London Tech Week: The capital is being ‘held hostage by legacy fibre providers’

by Tech Reporter
15th Jun 23 2:45 pm

London Tech Week is in full swing and Tim Creswick, CEO and Founder of Vorboss, took to the Transformation Stage to discuss connectivity in the heart of London. The Vorboss mission is to take down the telecoms monopoly to empower London’s growth.

Vorboss is a dedicated fibre network for London businesses, providing 10Gbps as a minimum. The company was founded by Tim as a software business 17 years ago, since then he’s gone on to build the second-largest fibre network in London.

Tim saw the opportunity to tackle the decades-long BT monopoly head-on, helped by regulatory changes that enabled faster, low-cost networks to be built.

He went on to secure £250 million to invest in reinventing the business internet experience, and that’s exactly what he did.

Tim told us, “We’re in the dying days of BT’s former monopoly. London businesses are reliant on fibre operated by OpenReach, which is less than a gigabit capacity; it’s unbelievable. In most cases, those networks were built a decade ago, in another time, when needs were different.

“Now our dependency on connectivity has changed massively. We want to do more, but networks haven’t kept pace with that.

“We should have total abundance, ubiquitous connectivity everywhere. In the same way you’re not sitting there thinking, ‘Does this building have enough electricity coming into it?’, you should know there is abundant internet capacity. Fibre is arguably the first or second most important utility.

“What else is vital is diversity—having two connections coming into a building. You have fibre going east and fibre going west. If something happens in the street – like a cable gets dug up – you’ve still got another connection. Work is not disrupted.

“Fibre diversity is becoming like wearing a seatbelt. We automatically wear one because it’s the law, but in the 60’s, it wasn’t commonplace. Now, most of our customers want diversity as standard; that’s how important uninterrupted connectivity is. But London’s networks aren’t designed that way, and a lot of legacy providers struggle to deliver it.

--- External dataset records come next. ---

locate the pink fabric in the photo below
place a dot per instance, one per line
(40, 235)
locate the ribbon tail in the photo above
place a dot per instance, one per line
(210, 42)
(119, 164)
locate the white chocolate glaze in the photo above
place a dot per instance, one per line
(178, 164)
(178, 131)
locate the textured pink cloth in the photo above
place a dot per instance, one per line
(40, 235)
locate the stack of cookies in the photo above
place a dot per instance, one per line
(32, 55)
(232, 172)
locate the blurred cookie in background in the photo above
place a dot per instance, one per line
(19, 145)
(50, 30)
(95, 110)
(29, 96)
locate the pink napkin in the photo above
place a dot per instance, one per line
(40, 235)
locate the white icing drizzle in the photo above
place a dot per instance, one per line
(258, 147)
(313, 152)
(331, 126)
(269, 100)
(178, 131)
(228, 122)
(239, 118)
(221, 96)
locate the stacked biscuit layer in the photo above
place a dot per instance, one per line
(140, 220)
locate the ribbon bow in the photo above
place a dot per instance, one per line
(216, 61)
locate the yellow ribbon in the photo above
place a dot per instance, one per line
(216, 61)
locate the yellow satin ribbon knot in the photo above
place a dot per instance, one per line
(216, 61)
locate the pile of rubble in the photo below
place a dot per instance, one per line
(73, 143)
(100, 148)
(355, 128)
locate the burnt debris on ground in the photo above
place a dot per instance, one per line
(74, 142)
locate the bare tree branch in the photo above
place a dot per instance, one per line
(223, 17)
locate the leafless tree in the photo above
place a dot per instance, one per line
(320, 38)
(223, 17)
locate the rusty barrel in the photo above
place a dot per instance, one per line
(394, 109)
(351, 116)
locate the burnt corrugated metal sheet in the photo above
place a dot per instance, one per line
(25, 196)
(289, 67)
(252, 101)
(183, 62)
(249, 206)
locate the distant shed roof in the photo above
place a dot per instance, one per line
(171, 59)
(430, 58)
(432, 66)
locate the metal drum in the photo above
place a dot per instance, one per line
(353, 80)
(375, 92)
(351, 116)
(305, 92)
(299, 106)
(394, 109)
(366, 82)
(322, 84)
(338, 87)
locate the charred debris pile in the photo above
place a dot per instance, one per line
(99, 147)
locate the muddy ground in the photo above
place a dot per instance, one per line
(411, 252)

“We offer 10Gbps as standard. People rarely expect this level of uninterrupted connectivity. We’ve all had Zoom calls where we’ve lost video or the audio. It’s an inconvenience, but if that happens during a business meeting where there is a million-pound deal on the table, it becomes a bigger problem.

“The problem we’re fighting is a technical debt we’re paying from the last 30 years of a monopoly. We’re changing this, demanding better and proving the offer can be better. That’s what we’re passing on to our customers.”